Stability of the reconstructed DRUJ may be a concern. In the cases presented herein, the TFCC was reattached in 2 cases with resultant good clinical stability. In the congenital case, no TFCC was identifiable, and capsular soft tissues were sutured to the collateral ligament stump of the M2. The clinical result was good without complaints of instability. Should instability be a problem after ulnar head reconstruction with a M2 flap, a formal DRUJ ligament reconstruction could be safely performed at a later stage.

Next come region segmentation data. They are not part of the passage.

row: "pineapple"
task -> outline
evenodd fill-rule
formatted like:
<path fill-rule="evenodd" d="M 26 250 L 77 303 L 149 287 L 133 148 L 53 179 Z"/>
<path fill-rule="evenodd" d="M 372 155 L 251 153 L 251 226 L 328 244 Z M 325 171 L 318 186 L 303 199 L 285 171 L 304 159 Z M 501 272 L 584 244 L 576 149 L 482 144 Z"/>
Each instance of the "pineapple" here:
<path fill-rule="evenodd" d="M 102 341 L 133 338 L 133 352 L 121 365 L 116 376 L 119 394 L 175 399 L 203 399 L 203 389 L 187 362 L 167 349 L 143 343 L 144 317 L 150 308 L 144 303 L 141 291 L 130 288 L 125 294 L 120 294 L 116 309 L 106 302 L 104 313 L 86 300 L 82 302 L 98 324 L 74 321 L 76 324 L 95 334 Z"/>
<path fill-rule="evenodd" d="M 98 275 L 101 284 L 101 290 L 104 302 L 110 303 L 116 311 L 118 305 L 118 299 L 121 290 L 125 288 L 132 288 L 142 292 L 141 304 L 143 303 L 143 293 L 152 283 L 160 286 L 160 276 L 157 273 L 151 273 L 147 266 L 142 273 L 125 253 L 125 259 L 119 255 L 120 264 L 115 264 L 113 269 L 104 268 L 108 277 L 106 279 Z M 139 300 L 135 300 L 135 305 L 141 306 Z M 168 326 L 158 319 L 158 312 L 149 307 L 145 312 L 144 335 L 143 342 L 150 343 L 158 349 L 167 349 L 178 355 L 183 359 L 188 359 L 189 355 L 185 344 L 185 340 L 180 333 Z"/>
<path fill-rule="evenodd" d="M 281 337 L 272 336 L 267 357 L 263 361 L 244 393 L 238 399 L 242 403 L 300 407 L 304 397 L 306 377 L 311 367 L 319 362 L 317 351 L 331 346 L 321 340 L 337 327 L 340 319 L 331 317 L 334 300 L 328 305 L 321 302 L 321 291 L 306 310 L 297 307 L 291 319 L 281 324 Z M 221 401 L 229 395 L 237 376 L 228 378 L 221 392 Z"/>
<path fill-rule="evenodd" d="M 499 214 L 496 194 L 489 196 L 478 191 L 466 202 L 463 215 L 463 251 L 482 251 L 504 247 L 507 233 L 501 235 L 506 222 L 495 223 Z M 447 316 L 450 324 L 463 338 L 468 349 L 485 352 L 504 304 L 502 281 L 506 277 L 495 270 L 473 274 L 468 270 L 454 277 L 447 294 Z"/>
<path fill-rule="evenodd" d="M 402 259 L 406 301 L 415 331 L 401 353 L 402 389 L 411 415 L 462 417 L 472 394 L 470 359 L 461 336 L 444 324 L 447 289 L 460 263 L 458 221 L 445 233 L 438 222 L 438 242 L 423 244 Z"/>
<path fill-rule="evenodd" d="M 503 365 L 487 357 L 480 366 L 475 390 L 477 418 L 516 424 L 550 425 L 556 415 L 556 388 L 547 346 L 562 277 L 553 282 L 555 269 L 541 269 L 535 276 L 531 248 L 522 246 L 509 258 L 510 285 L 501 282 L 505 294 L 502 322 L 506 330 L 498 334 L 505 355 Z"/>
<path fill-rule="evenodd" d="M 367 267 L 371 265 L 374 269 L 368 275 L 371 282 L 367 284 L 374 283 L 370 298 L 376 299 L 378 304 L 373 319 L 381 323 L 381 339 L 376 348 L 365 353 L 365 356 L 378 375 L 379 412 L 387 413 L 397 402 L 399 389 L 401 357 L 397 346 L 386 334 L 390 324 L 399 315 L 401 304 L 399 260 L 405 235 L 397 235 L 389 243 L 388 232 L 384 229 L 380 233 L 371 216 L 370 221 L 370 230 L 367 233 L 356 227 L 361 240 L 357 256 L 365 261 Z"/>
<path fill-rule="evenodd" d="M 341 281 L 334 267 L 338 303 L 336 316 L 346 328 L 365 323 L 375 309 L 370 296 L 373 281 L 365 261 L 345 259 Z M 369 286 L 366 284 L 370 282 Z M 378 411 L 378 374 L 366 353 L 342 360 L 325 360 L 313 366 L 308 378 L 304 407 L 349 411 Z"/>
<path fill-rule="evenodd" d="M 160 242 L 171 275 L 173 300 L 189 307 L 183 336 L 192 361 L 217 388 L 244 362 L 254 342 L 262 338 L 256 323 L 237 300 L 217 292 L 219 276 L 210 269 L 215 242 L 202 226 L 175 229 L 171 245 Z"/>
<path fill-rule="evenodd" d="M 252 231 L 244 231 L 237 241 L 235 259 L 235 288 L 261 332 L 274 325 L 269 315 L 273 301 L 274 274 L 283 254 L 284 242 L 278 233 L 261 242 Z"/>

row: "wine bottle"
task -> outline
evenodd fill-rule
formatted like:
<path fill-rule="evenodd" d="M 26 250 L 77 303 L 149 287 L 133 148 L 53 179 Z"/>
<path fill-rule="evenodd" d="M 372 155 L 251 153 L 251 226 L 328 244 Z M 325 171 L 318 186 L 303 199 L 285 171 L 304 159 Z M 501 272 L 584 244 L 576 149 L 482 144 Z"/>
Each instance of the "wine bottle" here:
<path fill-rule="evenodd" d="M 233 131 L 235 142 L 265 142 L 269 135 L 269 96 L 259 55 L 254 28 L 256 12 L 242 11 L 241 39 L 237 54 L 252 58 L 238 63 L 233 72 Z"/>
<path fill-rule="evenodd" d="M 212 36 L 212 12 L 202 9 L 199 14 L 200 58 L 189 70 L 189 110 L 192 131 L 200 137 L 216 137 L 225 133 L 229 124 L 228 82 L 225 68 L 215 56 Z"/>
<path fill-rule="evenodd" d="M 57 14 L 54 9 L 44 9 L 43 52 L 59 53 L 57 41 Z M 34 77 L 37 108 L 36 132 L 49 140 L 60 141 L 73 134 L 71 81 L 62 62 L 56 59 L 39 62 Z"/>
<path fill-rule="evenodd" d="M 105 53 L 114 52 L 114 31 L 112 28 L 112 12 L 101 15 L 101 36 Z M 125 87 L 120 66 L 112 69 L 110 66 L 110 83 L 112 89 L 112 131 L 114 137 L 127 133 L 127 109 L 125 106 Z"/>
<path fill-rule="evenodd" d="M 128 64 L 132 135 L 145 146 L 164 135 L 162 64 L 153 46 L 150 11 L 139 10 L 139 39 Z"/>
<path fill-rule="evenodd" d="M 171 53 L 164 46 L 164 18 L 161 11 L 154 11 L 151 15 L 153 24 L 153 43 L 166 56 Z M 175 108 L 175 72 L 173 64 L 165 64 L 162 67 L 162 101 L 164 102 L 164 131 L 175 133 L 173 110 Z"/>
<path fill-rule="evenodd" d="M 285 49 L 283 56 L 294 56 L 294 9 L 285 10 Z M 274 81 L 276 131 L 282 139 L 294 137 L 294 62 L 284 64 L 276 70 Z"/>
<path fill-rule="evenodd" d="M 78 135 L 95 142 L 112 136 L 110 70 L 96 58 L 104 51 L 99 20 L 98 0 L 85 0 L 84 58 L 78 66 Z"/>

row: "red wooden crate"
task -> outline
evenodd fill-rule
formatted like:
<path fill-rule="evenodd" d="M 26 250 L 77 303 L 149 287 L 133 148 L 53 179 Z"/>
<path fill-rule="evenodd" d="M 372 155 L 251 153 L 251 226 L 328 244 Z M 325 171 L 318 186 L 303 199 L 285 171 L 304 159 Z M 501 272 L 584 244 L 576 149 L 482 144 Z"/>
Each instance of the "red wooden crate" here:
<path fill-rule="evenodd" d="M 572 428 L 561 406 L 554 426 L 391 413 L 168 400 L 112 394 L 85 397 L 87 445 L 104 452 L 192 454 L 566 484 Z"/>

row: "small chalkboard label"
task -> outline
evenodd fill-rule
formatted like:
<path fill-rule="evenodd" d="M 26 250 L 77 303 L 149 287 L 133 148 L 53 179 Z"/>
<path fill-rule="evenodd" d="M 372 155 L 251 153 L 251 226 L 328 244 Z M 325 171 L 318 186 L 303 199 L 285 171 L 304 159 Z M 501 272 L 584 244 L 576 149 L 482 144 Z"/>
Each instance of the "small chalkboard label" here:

The present study has weaknesses. The number of patients and the follow-ups are short. In the authors’ practice, loss of the ulnar head is rare. The patients with a “failed Darrach” would be an indication to this technique. The authors have not yet performed this technique in that patient population. The main drawback of the technique presented herein is its technical complexity (compared with prosthetic replacement), requiring microvascular expertise. Indications would be any defect of the distal ulna shorter than 6 cm (the length of an average adult’s M2) in a patient accepting the (limited) morbidity of losing the M2, given proper microvascular expertise of the surgeon. Longer series with longer follow-up are necessary before this technique can be widely recommended, although these preliminary results are promising.